Not just the ruin of Great-grandfather’s prestige—the ruin of the family.

My father’s words hit me like a bone-splicing spell aimed at my chest. A marriage to Megaera would save my family, their home, their pride.

But...

I glance at the walls, the fading murals, and imagine them bare. Imagine my nieces huddled in some mouldy alley. I see the faces of the vagrants I’ve treated, their desperation a mirror of what my family’s might become.

But...

Marriage.

It would shackle me. The real me.

Father moves to a small, cloth-draped table and pulls off the dark fabric that covers it. A dozen vitalian spellbooks are stacked underneath. The books I’d hidden under my floorboards.

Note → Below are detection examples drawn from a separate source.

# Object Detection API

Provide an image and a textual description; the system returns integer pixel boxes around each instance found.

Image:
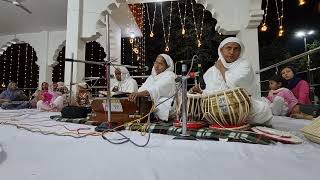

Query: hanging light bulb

[133,47,139,54]
[278,26,284,37]
[165,45,170,52]
[260,23,268,32]
[150,31,154,37]
[198,40,202,47]
[181,27,186,35]
[299,0,306,6]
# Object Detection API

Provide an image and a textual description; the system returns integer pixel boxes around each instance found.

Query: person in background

[129,54,176,121]
[0,81,28,109]
[267,75,299,116]
[191,37,273,124]
[111,66,138,93]
[76,83,91,106]
[281,66,311,104]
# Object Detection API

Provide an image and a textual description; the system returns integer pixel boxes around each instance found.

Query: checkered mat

[50,115,274,145]
[125,122,274,145]
[50,115,102,126]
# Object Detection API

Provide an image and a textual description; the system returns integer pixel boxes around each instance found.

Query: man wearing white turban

[129,54,176,121]
[111,66,138,93]
[192,37,272,124]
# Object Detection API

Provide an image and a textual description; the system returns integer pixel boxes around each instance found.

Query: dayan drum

[174,93,206,129]
[91,97,152,126]
[202,88,251,130]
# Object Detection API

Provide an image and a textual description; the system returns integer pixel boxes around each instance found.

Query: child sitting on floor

[267,76,320,120]
[267,76,299,116]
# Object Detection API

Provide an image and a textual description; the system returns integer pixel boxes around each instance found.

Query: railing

[0,87,38,97]
[256,47,320,103]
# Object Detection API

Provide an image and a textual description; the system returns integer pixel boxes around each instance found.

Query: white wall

[0,31,65,86]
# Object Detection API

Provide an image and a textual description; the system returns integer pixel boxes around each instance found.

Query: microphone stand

[173,64,197,140]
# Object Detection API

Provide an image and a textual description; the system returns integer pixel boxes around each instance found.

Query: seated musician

[0,81,28,109]
[191,37,272,124]
[76,83,91,106]
[129,54,176,121]
[111,66,138,93]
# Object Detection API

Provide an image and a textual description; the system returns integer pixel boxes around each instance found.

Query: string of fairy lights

[260,0,306,37]
[160,1,172,52]
[0,43,39,93]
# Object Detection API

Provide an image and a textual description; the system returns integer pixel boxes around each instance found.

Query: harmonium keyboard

[91,97,152,126]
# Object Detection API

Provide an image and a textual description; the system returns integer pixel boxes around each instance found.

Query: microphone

[177,55,199,63]
[134,66,149,72]
[175,72,199,82]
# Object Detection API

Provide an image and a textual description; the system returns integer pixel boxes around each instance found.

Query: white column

[64,0,85,89]
[237,28,260,94]
[34,31,52,87]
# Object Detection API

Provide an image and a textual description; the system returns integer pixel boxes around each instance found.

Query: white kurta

[111,78,138,93]
[111,66,138,93]
[138,54,176,120]
[203,38,273,124]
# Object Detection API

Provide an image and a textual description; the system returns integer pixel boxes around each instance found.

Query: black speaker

[61,106,92,118]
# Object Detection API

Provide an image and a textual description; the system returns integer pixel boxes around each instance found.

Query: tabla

[91,97,152,126]
[202,88,251,130]
[174,93,206,129]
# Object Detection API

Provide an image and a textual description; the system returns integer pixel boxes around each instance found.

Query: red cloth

[267,88,298,113]
[291,80,311,104]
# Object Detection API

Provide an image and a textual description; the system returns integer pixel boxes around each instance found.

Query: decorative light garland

[178,0,188,35]
[146,3,157,38]
[275,0,284,37]
[299,0,306,6]
[191,0,205,48]
[160,1,172,52]
[260,0,269,32]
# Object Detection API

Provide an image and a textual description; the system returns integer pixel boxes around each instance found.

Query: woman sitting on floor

[111,66,138,93]
[129,54,176,121]
[76,83,91,106]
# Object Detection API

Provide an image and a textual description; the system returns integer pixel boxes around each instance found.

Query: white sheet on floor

[0,110,320,180]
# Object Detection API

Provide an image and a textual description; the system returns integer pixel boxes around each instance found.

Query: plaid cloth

[125,123,274,145]
[50,115,102,126]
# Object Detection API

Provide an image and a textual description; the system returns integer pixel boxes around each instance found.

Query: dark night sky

[259,0,320,55]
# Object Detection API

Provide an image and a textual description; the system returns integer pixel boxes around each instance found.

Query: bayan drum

[91,97,152,126]
[174,93,206,129]
[202,88,251,130]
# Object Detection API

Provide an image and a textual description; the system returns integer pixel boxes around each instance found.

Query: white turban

[218,37,245,68]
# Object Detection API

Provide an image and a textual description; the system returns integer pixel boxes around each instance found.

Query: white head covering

[151,54,174,76]
[116,66,131,82]
[78,82,88,89]
[218,37,245,68]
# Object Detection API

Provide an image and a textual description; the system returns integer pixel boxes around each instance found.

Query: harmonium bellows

[91,97,152,125]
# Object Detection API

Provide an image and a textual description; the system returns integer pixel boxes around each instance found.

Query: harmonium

[91,97,152,126]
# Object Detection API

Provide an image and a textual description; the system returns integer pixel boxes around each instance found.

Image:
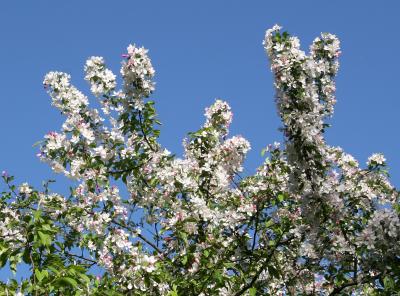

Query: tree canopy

[0,26,400,296]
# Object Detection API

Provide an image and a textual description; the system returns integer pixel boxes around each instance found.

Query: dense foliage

[0,26,400,296]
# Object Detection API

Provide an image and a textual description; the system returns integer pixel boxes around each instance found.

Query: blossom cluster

[0,26,400,296]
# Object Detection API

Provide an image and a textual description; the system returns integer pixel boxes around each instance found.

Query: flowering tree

[0,26,400,296]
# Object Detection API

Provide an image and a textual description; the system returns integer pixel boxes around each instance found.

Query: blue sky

[0,0,400,190]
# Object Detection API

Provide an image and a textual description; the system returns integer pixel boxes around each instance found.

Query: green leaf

[249,287,257,296]
[35,269,49,282]
[57,277,78,288]
[38,231,51,246]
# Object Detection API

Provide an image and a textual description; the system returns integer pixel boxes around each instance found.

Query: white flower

[19,183,32,196]
[367,153,386,166]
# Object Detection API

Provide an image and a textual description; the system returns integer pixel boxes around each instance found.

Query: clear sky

[0,0,400,192]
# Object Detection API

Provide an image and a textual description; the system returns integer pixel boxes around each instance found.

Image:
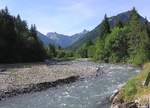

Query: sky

[0,0,150,35]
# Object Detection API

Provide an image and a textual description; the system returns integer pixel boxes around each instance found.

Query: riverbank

[0,60,97,100]
[111,63,150,108]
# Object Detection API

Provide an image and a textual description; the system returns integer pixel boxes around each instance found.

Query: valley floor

[0,60,97,98]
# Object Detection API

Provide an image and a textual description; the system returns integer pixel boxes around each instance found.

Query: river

[0,64,140,108]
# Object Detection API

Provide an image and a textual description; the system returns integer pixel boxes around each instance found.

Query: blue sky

[0,0,150,35]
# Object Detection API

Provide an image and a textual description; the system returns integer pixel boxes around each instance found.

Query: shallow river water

[0,64,140,108]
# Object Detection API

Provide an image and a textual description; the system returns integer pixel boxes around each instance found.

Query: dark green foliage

[79,8,150,64]
[144,72,150,86]
[77,40,94,58]
[0,8,46,63]
[47,44,57,58]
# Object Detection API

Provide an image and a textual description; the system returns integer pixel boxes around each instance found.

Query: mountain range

[37,30,88,48]
[38,11,145,49]
[69,11,145,49]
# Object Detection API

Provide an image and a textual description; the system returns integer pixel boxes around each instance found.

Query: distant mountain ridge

[69,11,145,49]
[37,30,88,48]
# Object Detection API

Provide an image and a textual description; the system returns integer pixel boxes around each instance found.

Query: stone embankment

[0,60,97,100]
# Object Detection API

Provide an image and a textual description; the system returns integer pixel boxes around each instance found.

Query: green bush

[123,78,137,101]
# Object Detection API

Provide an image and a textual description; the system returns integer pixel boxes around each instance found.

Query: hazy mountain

[37,32,55,46]
[69,11,145,49]
[47,30,88,48]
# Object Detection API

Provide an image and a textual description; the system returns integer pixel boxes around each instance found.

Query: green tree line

[76,8,150,64]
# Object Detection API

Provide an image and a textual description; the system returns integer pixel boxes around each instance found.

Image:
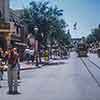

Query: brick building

[0,0,27,51]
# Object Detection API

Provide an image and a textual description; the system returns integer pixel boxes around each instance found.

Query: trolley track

[80,58,100,87]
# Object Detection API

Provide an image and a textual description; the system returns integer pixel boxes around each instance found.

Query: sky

[10,0,100,38]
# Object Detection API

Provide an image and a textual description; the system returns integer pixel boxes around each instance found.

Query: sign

[0,23,10,30]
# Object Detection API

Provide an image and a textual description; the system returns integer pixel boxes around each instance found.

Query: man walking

[8,49,18,94]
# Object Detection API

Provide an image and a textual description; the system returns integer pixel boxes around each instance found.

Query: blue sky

[10,0,100,38]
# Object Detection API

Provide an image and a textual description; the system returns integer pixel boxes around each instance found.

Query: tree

[22,1,66,45]
[87,24,100,43]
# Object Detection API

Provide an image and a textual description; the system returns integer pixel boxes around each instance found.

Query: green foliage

[87,24,100,43]
[21,1,69,43]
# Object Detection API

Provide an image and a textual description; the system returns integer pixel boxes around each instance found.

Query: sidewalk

[20,59,67,70]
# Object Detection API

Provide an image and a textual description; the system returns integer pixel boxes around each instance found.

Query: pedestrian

[14,48,20,80]
[8,49,19,94]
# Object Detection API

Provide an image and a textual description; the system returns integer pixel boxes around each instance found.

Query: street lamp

[34,26,39,66]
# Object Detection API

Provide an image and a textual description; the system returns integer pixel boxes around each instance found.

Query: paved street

[0,53,100,100]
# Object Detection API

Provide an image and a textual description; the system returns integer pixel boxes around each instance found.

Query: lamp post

[34,26,39,66]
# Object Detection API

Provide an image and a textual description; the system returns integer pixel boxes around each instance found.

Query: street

[0,52,100,100]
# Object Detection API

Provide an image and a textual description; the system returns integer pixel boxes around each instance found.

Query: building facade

[0,0,27,50]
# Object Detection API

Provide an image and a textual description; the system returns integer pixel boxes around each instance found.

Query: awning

[14,42,27,46]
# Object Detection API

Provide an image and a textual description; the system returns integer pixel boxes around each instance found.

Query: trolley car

[77,43,88,57]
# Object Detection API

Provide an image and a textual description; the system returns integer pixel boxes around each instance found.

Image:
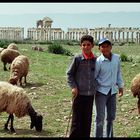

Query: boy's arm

[117,60,124,96]
[66,57,77,88]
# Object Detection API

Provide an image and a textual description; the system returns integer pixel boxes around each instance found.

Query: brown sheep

[7,43,18,50]
[1,49,20,71]
[9,55,29,86]
[0,81,43,132]
[131,73,140,114]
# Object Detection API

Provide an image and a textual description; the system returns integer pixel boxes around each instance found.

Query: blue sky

[0,2,140,15]
[0,2,140,36]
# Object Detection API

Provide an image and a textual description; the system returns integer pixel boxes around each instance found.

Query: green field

[0,44,140,138]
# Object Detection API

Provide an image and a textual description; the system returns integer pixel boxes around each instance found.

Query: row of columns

[0,27,24,40]
[27,28,65,41]
[0,27,140,43]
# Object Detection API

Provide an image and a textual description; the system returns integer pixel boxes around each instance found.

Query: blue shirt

[95,54,124,95]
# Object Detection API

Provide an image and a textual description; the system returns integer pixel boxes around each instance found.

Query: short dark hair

[80,35,94,44]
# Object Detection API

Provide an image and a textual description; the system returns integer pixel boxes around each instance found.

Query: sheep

[1,49,20,71]
[32,46,44,52]
[0,81,43,133]
[131,73,140,114]
[0,47,4,53]
[9,55,29,86]
[7,43,18,50]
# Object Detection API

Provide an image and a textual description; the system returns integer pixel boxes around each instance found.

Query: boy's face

[80,40,94,55]
[99,42,112,57]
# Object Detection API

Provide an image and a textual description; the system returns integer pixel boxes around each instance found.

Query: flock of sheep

[0,43,140,135]
[0,43,43,132]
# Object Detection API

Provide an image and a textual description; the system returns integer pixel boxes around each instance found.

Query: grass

[0,44,140,138]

I suck in a breath. “How... How did you—”

“One of the aklos saw you treating that woman under the bridge last night. You’re lucky it wasn’t a luminist.” He leans closer, his voice firm. “Do you have any idea what they’d do if they found you with these? Behead you, Cael.” His voice falters, and for a fleeting moment, I see something in his eyes. Fear. “Publicly. I don’t ever want to see that again.”

Again? I shake off the confusion and step forwards. “I’m careful—”

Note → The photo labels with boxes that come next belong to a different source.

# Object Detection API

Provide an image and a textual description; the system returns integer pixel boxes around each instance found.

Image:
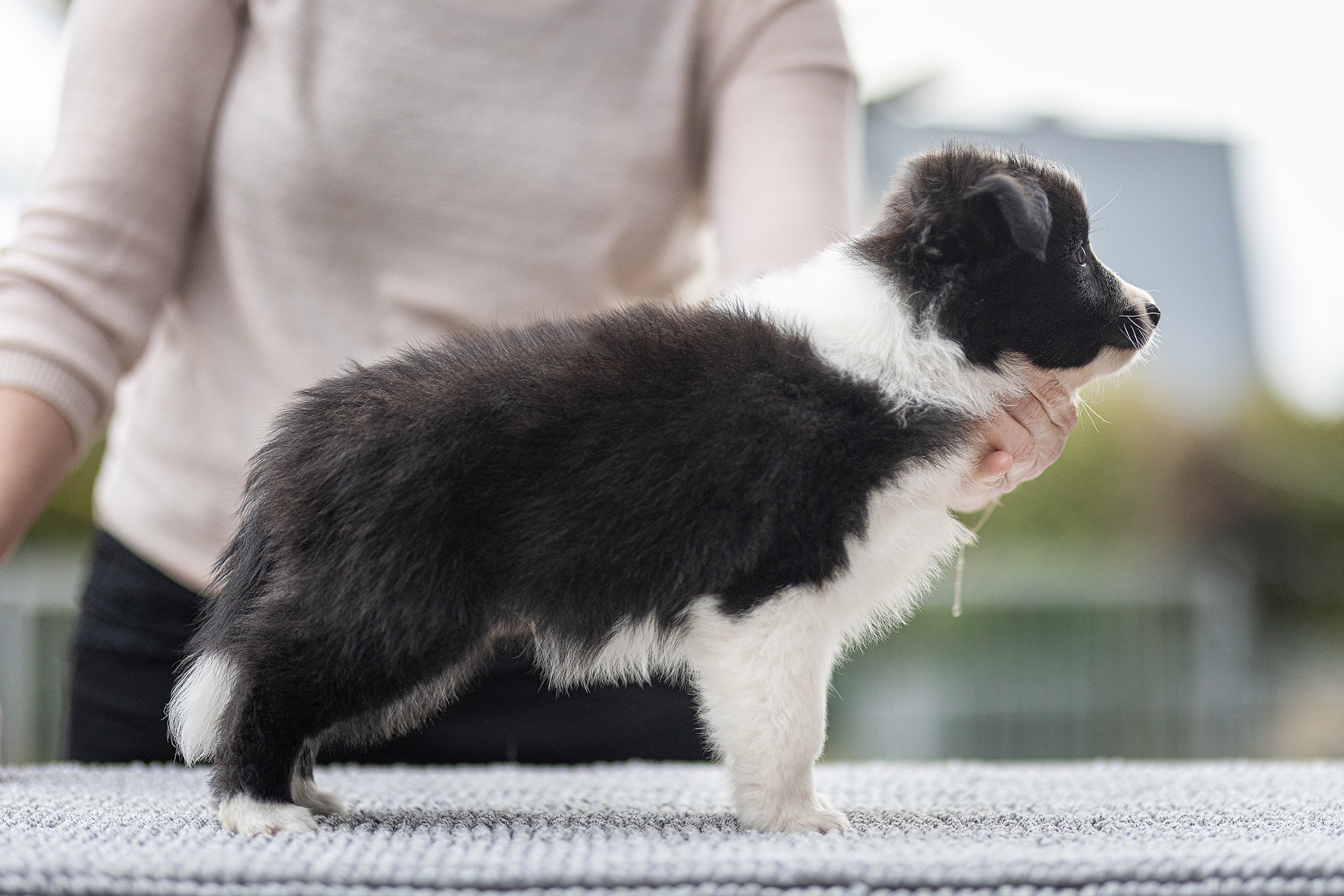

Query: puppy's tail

[168,497,270,765]
[168,653,238,765]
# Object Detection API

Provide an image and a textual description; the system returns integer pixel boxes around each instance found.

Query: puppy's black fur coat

[173,146,1156,830]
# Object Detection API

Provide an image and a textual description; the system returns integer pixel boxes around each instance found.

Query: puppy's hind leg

[685,594,849,833]
[209,678,317,834]
[289,740,345,815]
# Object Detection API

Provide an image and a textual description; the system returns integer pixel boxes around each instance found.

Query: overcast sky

[0,0,1344,417]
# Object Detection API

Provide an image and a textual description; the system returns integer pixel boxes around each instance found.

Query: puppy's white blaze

[168,653,238,765]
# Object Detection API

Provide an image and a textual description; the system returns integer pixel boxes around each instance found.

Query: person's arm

[0,387,75,561]
[0,0,242,555]
[705,0,860,287]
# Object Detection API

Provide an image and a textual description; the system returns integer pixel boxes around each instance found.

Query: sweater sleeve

[707,0,860,287]
[0,0,243,453]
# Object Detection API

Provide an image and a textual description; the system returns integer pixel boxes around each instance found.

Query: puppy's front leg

[687,595,849,832]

“Keeping you here is a curse of its own. Sooner or later, we won’t just be contending with financial ruin.”

I shake my head vehemently.

“You think I want to force you into marriage?” Father’s voice drops, the anger cracking. “It’s the only way to save this family. I cannot keep watching you chasing a dream that will kill you.”

“So you’re selling me,” I say, my voice shaking.

He sighs, running a hand over his face. “I’m trying to save you, Cael. From yourself. From the luminists. From... everything. You’ll have a comfortable life there.”

My throat stings.

Would I? I think about Megaera and that big house with its fiercely formal garden and high walls. I think about how many mornings I’d have to fake a smile.

I don’t want to ruin my family, but I can’t marry her. I dream of choosing for myself, and giving my lovelight freely. “Please.”

“I’ve spoken with the Temenos family. Megaera is willing to do the rites immediately. This evening.”

I stagger backwards, a mounting urgency quickening my breath. “Father, please, don’t. I can’t. I’d sooner you strike me from the family tree.”

Father crosses the room towards me with a sigh. “One day you’ll understand.”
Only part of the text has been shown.